THE WIRE,
ou como o conceito de televisão é obtuso demais para certas séries
THE WIRE, considerado justamente como um dos melhores dramas de sempre, é muito mais que um simples drama televisivo com a chancela da HBO (desde logo, óbvio selo de excelência). Foi esta série que redefiniu, para mim, o que quer dizer o termo “melhor série de todos os tempos”. “Realista” é um termo demasiado lato para definir a excelência desta série – mais vezes parecida com um produto documental que uma série televisiva, THE WIRE segue de forma fiel e crua os intervenientes do tráfico de droga e da brigada policial de combate às drogas, contando as suas histórias e mostrando a sua vida e o seu dia-a-dia e, através disso, tece um comentário genuíno, sincero e crítico sobre a tempestuosa relação entre os diferentes círculos sociais de Baltimore, em especial a complicada convivência entre negros e brancos, não se coibindo de opinar sobre a política citadina ou a influência dos media na sociedade contemporânea.
Uma série, portanto, que ultrapassa largamente o confinado conceito de televisão que ainda hoje preenche as grelhas de todos os canais generalistas americanos – e mesmo os de cabo, capaz de provocar além de entreter, de nos levar a pensar sem nos dar a resposta logo de seguida.
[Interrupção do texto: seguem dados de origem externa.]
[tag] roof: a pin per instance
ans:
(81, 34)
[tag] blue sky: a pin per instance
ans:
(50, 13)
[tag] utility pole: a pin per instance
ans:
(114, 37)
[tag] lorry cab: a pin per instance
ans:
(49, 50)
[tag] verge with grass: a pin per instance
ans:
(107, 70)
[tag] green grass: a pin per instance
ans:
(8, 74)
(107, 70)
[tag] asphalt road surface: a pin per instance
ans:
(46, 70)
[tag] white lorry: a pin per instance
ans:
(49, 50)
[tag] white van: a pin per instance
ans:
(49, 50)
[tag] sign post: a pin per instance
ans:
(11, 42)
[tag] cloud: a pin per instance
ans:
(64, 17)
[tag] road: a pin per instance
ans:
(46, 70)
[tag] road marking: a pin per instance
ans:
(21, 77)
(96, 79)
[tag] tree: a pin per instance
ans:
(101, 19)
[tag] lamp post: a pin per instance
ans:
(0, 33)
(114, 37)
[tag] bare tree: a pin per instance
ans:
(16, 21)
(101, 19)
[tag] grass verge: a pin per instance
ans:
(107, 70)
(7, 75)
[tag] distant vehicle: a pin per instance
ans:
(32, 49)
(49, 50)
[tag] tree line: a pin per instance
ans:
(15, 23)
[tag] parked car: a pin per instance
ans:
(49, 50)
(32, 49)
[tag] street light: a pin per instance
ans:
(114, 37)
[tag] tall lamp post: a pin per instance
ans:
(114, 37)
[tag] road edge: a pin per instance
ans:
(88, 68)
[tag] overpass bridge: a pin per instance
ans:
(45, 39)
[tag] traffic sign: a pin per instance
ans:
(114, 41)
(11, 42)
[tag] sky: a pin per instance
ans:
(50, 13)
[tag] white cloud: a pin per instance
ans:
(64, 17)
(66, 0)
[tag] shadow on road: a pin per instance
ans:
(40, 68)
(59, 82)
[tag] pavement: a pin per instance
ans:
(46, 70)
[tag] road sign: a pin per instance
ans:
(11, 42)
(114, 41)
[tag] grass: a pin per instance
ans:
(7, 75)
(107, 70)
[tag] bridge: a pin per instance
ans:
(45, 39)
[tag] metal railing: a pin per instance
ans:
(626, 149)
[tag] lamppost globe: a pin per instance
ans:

Em termos de “melhores de sempre”, só encontra os seus pares em “Mad Men”, “The Sopranos”, “Six Feet Under” e “Breaking Bad”. E mesmo estes, em minha opinião, não chegam perto das aspirações que “The Wire” se propõe atingir.
McNulty. Stringer Bell. Omar Little. Bunk. Avon. Com personagens genuínas e honestas e complexas, independentemente do seu género, raça ou classe social, e uma facilidade brilhante em humanizar e apagar a linha ténue que existe entre o bem e o mal, fazendo-nos muitas vezes sentir e emocionar-nos com personagens capazes de actos imensamente cruéis, THE WIRE nunca nos pede para julgar, ajudando-nos a compreender que no fundo ambos os lados têm mais em comum do que pensam e que todos têm os seus motivos e ambições e todos procuram viver a sua vida, nas suas próprias circunstâncias, o melhor que conseguem.
McNulty é o perfeito exemplo de uma personagem que teoricamente seria um dos bons que, contudo, é na prática muito mais complicado de entender. Um homem problemático, com uma personalidade difícil, destrutiva e por vezes irracional, que se entrega à bebida e ao prazer instantâneo com múltiplas mulheres.
Nenhum outro programa tentou retratar, de forma tão imparcial, autêntica e detalhada o ambiente político-social de uma pacata cidade americana com a grandiosidade, inteligência, reflexão e visão que o diálogo e as personagens de David Simon e Cª o fizeram.
THE WIRE nunca teve, ao longo do seu curso, as audiências que a série merecia (é um milagre que tenha sobrevivido cinco temporadas) mas foi ganhando fama de série de culto imediatamente após o seu término. E assim continuará a suceder. Todos os dias, em algum lado, alguém vai pegar em THE WIRE. E irá ficar desde logo encantado pelos fabulosos e intoxicantes créditos de abertura. E vai perceber o nível de genialidade e criatividade de David Simon e o quão profundo e importante é que temas desta dimensão sejam discutidos desta forma na televisão. E acima de tudo vai entender o quão precioso é cada episódio – e só há 60. E certamente que sessenta míseras horas de uma das maiores produções televisivas de sempre é muito pouco, não?